Qualitative assessment of health staff opinions
All the staff involved reported that the NZE intervention was better than the old method. Only eight participants say that the NZE was very acceptable. Respondents reported that accessibility of the electric vehicles increased the efficiency of distribution and improved vaccine handling.
The costs of transporting vaccines and medicines covered the majority of the assessment. Followed by the combined cost of heating, air-conditioning, and refrigeration. The use of air conditioning in all districts, including Foussana, was low at the baseline, reflecting little use of this equipment. Some required repairs and no longer in use, but for others, the reasons were unknown.

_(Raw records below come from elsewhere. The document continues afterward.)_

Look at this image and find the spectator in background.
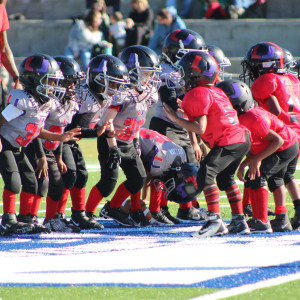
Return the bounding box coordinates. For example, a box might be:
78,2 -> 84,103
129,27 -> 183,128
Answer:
126,0 -> 154,47
166,0 -> 194,19
148,8 -> 186,54
204,0 -> 228,19
108,11 -> 127,56
65,10 -> 112,71
0,0 -> 22,111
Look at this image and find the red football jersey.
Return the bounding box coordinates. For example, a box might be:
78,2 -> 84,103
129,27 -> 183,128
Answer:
239,107 -> 297,155
182,87 -> 247,148
251,73 -> 300,136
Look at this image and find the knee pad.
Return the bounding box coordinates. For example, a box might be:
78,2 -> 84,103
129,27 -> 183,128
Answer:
96,178 -> 117,198
62,170 -> 77,190
75,170 -> 88,189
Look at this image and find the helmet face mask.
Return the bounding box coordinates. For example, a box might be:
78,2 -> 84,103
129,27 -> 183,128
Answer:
54,56 -> 87,104
240,42 -> 286,81
20,54 -> 66,103
207,45 -> 232,80
216,79 -> 254,114
162,29 -> 206,64
87,54 -> 129,102
178,51 -> 219,91
120,46 -> 161,91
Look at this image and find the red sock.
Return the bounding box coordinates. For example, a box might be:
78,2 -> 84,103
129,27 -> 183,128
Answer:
19,191 -> 35,216
251,187 -> 269,223
179,201 -> 193,209
243,187 -> 251,207
131,191 -> 141,213
193,198 -> 200,208
85,185 -> 103,213
57,188 -> 70,214
226,184 -> 243,215
109,182 -> 130,208
149,184 -> 163,212
45,196 -> 58,220
3,189 -> 17,214
275,206 -> 287,215
31,195 -> 42,216
70,186 -> 86,211
203,185 -> 220,214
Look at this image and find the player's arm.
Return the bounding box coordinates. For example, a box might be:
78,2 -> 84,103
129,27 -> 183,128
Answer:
164,104 -> 207,135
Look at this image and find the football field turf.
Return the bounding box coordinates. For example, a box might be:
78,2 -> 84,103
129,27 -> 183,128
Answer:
0,140 -> 300,299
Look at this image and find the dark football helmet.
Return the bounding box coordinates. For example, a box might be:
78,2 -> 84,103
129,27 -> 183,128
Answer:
240,42 -> 286,81
282,48 -> 298,76
120,46 -> 161,91
153,157 -> 200,203
178,51 -> 219,91
20,53 -> 66,103
207,45 -> 232,80
216,79 -> 254,114
162,29 -> 206,64
53,56 -> 87,103
87,54 -> 129,102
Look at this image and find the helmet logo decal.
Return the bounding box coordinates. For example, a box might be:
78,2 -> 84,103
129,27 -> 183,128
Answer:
126,53 -> 135,67
192,56 -> 202,73
36,59 -> 49,73
24,56 -> 33,71
252,46 -> 275,59
93,60 -> 106,73
231,82 -> 242,98
170,29 -> 195,46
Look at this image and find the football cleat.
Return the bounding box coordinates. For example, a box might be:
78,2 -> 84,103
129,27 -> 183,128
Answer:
129,209 -> 151,227
227,214 -> 250,234
177,206 -> 205,221
160,205 -> 181,224
100,201 -> 134,226
247,218 -> 273,233
0,213 -> 34,235
270,213 -> 293,232
243,204 -> 253,218
43,213 -> 80,233
191,211 -> 228,238
151,210 -> 174,225
291,206 -> 300,230
70,209 -> 104,230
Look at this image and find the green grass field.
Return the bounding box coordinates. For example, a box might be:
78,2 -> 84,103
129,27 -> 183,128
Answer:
0,139 -> 300,300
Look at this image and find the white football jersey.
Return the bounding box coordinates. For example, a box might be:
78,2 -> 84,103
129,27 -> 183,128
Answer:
77,91 -> 111,128
0,90 -> 60,148
105,87 -> 158,144
42,100 -> 79,151
140,128 -> 187,177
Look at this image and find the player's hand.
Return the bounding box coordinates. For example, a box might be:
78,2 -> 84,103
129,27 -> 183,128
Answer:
236,165 -> 245,182
60,127 -> 81,142
107,146 -> 121,169
163,103 -> 177,122
56,155 -> 68,174
133,138 -> 142,156
97,121 -> 111,136
249,159 -> 261,180
35,156 -> 48,179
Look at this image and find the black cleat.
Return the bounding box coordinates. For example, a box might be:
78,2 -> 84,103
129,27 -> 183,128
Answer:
160,205 -> 181,224
177,206 -> 205,221
70,209 -> 104,230
270,213 -> 293,232
0,213 -> 34,235
129,209 -> 151,227
151,210 -> 174,225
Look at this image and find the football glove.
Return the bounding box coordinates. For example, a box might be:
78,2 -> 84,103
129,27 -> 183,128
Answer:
107,146 -> 121,169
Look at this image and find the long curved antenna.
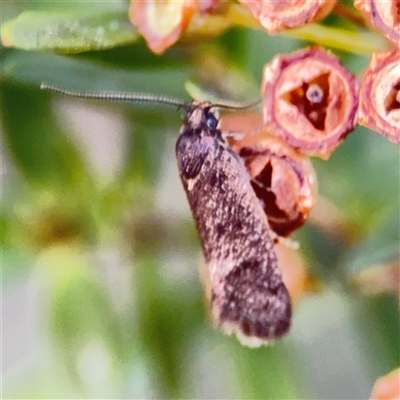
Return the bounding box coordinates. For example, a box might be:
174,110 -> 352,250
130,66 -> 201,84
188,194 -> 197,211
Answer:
40,82 -> 192,111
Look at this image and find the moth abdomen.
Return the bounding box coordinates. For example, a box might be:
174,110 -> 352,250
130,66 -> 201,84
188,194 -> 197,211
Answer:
219,260 -> 291,341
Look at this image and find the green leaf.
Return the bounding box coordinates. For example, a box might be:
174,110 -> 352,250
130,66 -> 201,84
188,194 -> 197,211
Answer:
1,83 -> 88,188
1,10 -> 139,53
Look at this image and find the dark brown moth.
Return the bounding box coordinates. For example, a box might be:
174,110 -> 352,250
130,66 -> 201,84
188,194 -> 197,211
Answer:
42,84 -> 291,346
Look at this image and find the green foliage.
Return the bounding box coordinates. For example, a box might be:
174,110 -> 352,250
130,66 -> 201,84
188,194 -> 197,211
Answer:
1,2 -> 400,399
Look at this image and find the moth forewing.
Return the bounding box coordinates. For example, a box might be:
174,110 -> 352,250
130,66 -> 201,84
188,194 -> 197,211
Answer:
41,83 -> 291,346
176,103 -> 291,346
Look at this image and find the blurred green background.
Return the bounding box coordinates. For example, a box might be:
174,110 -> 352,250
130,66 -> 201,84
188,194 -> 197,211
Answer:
1,1 -> 400,399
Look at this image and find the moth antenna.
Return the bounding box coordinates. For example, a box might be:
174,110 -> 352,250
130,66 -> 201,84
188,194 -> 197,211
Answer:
210,99 -> 262,111
40,82 -> 192,111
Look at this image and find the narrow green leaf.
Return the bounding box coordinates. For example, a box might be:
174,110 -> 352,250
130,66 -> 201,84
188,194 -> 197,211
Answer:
1,10 -> 139,53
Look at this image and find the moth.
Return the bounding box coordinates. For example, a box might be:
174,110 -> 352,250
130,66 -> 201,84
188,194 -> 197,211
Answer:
41,84 -> 291,346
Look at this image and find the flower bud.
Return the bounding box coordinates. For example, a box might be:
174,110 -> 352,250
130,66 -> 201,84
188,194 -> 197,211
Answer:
222,114 -> 316,236
262,47 -> 358,159
239,0 -> 336,33
129,0 -> 196,54
354,0 -> 400,47
359,50 -> 400,144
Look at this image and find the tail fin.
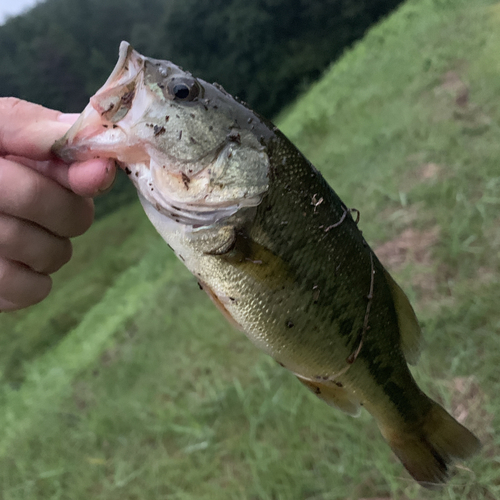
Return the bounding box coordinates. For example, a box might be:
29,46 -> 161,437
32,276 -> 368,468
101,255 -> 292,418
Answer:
381,401 -> 481,488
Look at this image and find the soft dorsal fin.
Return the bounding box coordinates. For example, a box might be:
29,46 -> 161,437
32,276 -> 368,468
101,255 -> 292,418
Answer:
384,269 -> 423,365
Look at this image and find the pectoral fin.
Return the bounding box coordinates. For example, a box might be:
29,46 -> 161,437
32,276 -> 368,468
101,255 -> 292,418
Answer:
296,375 -> 361,417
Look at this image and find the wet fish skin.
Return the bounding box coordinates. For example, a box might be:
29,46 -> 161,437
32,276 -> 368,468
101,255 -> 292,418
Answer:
55,44 -> 480,486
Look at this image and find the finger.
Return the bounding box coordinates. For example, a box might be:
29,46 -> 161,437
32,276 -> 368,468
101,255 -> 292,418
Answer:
0,158 -> 94,238
0,97 -> 73,160
0,213 -> 72,274
68,159 -> 116,198
0,258 -> 52,311
5,155 -> 116,198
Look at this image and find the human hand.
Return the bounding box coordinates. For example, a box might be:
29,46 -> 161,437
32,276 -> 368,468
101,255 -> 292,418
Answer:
0,98 -> 115,311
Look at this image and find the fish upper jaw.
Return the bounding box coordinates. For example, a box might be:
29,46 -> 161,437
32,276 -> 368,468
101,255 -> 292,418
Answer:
52,42 -> 147,162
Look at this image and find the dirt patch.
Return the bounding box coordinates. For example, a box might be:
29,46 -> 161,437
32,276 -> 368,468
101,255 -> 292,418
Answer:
434,71 -> 470,108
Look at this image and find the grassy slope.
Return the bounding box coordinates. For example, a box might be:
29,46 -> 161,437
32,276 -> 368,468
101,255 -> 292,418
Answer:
0,0 -> 500,500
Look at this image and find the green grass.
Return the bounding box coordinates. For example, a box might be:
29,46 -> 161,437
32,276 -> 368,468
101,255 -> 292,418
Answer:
0,0 -> 500,500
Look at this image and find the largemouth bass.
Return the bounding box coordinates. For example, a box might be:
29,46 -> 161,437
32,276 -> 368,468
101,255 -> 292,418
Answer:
54,42 -> 480,486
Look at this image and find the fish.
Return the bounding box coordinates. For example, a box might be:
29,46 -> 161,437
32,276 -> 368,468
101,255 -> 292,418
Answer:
53,42 -> 481,487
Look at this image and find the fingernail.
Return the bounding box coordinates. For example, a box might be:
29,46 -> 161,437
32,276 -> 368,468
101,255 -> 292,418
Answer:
57,113 -> 80,125
97,160 -> 116,195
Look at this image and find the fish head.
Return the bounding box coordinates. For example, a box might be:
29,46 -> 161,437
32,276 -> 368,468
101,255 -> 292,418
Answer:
53,42 -> 273,227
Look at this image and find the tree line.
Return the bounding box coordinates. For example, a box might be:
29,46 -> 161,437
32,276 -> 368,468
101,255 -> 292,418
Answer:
0,0 -> 402,213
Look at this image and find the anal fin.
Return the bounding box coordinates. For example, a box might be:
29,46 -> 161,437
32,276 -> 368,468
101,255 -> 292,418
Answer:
295,374 -> 361,417
384,269 -> 423,365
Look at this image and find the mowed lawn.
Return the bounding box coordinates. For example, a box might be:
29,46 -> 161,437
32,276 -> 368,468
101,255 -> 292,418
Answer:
0,0 -> 500,500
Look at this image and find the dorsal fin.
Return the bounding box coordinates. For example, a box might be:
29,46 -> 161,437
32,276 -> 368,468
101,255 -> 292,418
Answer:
384,269 -> 423,365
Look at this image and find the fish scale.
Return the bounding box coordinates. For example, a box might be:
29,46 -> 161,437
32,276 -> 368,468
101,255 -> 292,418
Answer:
53,42 -> 480,486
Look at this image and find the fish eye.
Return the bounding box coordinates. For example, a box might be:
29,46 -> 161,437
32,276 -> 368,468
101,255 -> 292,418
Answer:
169,78 -> 200,101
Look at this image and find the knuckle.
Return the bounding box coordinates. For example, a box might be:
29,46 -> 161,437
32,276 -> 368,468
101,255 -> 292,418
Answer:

This demonstration shows the advantages of applying the net-zero energy principles. NZE intervention system better results in maximizing the current system. This is compared to the handling of vaccines of other selected managerial interventions. The project affected net-zero energy on energy consumption and energy cost. The combined results show an improvement measured against the other method.
A credible economic argument is the only missing factor in the rationale for the implementation of net-zero energy. Also, the only obstacle in getting the capital investment against wholesale savings in energy. Given that the cost of solar energy and the prospects for electric vehicle service infrastructure.
It is recommended to be most beneficial, be taken towards net-zero energy in parallel to further implementation, including:
• Accelerate the existing program of energy auditing of vaccine stores. Make improvements to the building to minimize energy consumption.
• Implement grid-linked solar photovoltaic energy for the Ministry of Health warehousing of drugs and vaccines. For the extension of the national policy in support of domestic grid-linked projects.
• Conduct a study about electric vehicle market facilities for maintenance.
During the period of energy surplus, the NZE system offsets consumption in the main Ministry of Health buildings on the store’s site.
Kasserine regional store and Foussana district store showed an energy balance during 2012 (15,537 kWh). This meets the project goal of net-zero energy of producing the same or more renewable energy. This is less than the consumed on vaccine storage and transport. Overall, including storage and transport, NZE resulted in a 67% drop in carbon release to the atmosphere.